Not to mention the disposal of carcasses, 100% sustainable and absolutely ecological. Then, the versatility of hemp plastic: its filaments are in fact so manipulable as to allow the creation of any object.

The video tells about the 3D printing of hemp plastic starting from the filament, also demonstrating the real application in its simplicity.

And it is here, in fact, that the old meets the new. Hemp fiber is one of the oldest and strongest types of natural fiber, and industrial hemp crops require no herbicides, pesticides and grow denser than corn. No dyes are used for the hemp filament, allowing it to maintain a true natural brown.

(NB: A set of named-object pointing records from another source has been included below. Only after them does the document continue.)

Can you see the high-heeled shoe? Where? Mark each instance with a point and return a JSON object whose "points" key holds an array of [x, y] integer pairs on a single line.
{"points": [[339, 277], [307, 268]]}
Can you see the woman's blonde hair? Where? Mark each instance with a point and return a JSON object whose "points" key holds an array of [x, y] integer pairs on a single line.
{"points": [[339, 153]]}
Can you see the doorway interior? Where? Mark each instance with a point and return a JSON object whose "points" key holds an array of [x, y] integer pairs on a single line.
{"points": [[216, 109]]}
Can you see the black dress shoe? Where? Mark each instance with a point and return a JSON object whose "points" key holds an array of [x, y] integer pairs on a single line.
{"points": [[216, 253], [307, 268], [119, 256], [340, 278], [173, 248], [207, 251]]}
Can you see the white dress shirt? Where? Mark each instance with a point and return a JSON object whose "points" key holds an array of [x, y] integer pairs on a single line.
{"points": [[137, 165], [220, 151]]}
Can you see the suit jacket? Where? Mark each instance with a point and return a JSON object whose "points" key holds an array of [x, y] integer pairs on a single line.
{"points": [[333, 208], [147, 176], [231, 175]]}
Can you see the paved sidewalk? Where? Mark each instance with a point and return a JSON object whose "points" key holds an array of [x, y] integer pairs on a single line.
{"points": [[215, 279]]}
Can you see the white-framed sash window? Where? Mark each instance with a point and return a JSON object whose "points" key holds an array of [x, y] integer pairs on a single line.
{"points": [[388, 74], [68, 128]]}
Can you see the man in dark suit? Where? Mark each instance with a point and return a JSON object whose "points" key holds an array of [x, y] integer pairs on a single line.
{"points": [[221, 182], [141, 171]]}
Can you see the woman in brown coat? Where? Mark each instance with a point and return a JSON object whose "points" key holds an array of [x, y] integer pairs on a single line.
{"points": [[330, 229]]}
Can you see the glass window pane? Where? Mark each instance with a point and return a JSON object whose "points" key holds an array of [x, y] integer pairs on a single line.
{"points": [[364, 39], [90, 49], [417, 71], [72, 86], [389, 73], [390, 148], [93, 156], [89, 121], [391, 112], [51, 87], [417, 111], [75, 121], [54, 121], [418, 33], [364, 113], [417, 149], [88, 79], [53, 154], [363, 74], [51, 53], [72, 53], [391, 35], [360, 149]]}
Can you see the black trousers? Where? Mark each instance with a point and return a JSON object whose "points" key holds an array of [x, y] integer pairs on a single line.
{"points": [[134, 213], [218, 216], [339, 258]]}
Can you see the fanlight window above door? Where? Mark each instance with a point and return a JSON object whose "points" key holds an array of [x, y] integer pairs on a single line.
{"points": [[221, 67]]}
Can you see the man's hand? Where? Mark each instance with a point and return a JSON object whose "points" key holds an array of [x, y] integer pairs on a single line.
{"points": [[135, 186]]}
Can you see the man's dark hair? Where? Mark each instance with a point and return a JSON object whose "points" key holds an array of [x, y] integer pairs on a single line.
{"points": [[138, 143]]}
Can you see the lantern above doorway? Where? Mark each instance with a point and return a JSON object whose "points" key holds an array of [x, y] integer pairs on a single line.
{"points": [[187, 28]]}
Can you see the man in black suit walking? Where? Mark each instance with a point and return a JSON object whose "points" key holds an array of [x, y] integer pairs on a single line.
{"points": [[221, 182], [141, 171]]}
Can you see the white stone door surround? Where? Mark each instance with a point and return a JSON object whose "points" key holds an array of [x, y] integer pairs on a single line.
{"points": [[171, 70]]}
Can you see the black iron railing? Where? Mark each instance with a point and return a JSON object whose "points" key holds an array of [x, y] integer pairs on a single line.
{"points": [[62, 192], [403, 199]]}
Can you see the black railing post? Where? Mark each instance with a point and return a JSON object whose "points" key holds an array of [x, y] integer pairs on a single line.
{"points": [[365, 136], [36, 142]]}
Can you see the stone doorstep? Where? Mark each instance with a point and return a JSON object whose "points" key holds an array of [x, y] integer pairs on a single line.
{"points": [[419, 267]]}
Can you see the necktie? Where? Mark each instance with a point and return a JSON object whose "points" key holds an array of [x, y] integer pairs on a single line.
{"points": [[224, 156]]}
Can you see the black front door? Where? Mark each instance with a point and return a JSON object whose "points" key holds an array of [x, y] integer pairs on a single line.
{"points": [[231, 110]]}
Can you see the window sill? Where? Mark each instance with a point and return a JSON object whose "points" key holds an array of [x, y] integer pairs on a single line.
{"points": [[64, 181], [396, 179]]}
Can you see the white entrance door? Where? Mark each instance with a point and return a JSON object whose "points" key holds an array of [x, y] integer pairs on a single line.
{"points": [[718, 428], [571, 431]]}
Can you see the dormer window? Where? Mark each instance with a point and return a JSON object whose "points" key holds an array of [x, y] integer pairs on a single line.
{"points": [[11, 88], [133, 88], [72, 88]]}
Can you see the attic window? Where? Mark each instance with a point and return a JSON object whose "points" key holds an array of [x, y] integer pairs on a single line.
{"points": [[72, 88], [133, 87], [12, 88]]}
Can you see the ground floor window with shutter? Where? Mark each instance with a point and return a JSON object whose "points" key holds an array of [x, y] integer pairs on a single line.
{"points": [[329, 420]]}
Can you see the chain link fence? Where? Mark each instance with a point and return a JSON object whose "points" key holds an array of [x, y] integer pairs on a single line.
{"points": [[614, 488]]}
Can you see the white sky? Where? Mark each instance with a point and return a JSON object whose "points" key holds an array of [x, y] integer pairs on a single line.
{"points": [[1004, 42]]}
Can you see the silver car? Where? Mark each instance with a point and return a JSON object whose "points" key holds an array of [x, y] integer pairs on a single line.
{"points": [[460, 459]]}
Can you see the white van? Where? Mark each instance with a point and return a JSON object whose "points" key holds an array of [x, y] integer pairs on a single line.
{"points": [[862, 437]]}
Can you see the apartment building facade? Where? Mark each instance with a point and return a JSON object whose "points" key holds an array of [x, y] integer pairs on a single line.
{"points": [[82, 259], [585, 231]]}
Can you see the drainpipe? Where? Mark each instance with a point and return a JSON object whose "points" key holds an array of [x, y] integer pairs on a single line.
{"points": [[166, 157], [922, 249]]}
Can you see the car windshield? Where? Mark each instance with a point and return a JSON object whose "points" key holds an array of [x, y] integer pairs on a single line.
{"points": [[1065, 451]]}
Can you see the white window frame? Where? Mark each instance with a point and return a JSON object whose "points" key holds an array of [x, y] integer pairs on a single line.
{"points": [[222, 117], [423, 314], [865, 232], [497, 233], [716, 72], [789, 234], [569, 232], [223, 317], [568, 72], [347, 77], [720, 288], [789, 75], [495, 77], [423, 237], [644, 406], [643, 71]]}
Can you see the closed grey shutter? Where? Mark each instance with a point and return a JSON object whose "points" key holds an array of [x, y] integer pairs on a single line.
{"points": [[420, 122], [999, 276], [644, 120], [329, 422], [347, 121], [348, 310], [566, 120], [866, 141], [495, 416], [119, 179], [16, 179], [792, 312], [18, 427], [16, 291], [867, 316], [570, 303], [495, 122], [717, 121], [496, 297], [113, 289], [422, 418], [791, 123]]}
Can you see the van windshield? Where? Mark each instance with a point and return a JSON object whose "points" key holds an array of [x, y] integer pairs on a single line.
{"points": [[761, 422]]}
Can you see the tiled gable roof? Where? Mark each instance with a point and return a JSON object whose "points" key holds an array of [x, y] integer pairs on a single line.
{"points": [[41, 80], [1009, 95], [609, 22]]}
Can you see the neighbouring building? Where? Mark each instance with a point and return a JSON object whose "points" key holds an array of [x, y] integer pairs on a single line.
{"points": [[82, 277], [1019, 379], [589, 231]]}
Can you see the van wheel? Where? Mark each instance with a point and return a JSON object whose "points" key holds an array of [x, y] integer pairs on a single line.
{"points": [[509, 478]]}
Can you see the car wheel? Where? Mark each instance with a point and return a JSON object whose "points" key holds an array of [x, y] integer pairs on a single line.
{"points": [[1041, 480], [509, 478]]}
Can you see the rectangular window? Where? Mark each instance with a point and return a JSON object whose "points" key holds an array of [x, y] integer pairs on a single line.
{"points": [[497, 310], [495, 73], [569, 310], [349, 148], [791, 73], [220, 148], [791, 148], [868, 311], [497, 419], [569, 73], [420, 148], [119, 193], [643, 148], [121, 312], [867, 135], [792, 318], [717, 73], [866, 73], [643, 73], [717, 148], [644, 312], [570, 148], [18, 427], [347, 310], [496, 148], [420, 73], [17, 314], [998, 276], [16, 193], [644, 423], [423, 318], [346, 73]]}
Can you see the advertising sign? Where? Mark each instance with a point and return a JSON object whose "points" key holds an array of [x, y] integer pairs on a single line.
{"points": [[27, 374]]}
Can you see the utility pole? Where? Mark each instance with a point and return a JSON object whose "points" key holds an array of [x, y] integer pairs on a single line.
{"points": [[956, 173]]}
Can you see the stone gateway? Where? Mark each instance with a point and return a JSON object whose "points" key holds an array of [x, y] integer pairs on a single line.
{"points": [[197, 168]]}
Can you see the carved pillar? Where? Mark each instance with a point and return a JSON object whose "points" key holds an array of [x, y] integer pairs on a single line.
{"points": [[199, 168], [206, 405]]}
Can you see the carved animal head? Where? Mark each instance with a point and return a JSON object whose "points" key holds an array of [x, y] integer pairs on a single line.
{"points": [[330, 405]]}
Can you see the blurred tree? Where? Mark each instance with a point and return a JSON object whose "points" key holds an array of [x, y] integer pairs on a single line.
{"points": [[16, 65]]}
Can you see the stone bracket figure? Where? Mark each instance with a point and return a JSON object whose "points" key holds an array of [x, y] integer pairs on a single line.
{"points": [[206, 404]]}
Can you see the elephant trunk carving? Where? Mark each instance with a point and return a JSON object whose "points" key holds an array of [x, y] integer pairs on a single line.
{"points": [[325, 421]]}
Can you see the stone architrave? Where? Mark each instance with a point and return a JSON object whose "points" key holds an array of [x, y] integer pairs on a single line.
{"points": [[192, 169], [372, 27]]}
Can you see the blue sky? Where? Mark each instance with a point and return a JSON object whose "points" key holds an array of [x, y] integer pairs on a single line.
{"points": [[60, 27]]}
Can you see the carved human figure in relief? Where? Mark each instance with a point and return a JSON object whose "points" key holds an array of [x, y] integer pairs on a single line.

It turned out to be mechanically more performing than the other bio-plastics already on the market, and aesthetically more valuable, with veins reminiscent of wood. The natural matrix A together with the hemp fiber, gives life to the biocomposite A which due to its characteristics can very well be used to replace polyethylene terephthalate, the classic PET used for example for plastic bottles, which is a polluting and non-eco-sustainable material. .

This bio-composite can be used for example to coat steel pipes, as an anti-corrosive and insulator, otherwise coated with polypropylene. This material has a high specific resistance such that it can be used for aeronautical uses. Its lightness also makes it particularly suitable for the construction of technological objects, such as small drones.